The real villains in this film are Arthur’s uncle, who, hearing of their plan, demands a share of the take, and, ultimately, Arthur himself, who betrays his friend’s trust by bedding Odile and, later, having figured out where Stolz has hidden the money they intended to rob, returns to collect it without the other members of his trio “band.” Godard also makes it clear, early in the film, that Franz is the right man for Odile, not Arthur, particularly when Arthur cannot make the liquid flow from one side of her “love tube” to the other. Besides, Franz is cuter and better dressed than his always sweater-wearing, slightly overweight friend.
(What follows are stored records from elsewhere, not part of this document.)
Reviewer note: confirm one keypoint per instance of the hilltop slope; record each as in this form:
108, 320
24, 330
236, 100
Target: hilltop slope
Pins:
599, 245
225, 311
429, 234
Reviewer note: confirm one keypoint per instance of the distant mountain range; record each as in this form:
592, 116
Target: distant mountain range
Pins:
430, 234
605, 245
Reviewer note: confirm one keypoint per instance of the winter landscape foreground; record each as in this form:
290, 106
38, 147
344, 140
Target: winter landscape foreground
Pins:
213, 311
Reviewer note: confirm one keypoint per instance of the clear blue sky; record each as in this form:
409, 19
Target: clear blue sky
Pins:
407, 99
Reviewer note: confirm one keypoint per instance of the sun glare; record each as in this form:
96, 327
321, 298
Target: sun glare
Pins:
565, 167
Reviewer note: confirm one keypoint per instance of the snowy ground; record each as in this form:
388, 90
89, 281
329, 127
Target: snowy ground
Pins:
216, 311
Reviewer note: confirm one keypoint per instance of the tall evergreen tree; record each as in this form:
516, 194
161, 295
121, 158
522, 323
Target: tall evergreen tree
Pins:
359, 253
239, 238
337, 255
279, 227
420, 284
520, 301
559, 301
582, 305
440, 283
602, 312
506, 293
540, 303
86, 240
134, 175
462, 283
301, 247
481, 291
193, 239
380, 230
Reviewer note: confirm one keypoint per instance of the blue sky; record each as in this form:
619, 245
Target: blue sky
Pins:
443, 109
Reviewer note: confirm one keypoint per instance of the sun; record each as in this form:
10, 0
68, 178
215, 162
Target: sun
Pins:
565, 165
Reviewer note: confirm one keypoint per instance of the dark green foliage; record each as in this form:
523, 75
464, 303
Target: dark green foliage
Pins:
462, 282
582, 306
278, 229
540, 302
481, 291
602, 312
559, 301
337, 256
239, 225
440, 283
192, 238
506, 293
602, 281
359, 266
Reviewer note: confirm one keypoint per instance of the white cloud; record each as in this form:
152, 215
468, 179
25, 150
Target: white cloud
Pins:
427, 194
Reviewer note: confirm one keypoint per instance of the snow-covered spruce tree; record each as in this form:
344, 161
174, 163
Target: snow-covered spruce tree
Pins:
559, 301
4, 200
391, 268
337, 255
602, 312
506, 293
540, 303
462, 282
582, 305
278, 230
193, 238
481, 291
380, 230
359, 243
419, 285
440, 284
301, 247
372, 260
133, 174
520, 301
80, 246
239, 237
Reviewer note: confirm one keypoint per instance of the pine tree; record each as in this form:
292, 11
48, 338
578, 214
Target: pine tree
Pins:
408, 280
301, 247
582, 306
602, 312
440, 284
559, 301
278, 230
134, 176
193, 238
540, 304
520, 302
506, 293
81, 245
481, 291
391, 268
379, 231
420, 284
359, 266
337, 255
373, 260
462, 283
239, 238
       But the consequences of his betrayal, a melodramatic shoot-out between Arthur and his uncle, which ends in both of their deaths, seems out of proportion to their foiled gangster-like misdeeds. Even if the outsider band think they have accidently killed Mme. Victoria, Godard’s long lensed camera reveals that she has survived the ordeal, and will now surely share in the reclaimed money with Stoltz.

       

       As Franz, moving on with Odile, proclaims, however, they too have not done so badly. With Arthur out of the way, they can travel South on their way to Brazil, knowing that, as Odile’s “love tube” reveals, Franz is able to make the liquid flow her way.

       Godard’s figures understand themselves as fictional characters, whereas Truffaut’s figures seem to forget the game they are playing and end up more tragically for that fact. Band of Outsiders even announces that the adventures of Franz and Odile will be portrayed in an all-color sequel—perhaps, one might imagine, realized in his 1965 film Pierrot le Fou.

 

Los Angeles, January 16, 2016

Reprinted from World Cinema Review (January 2016).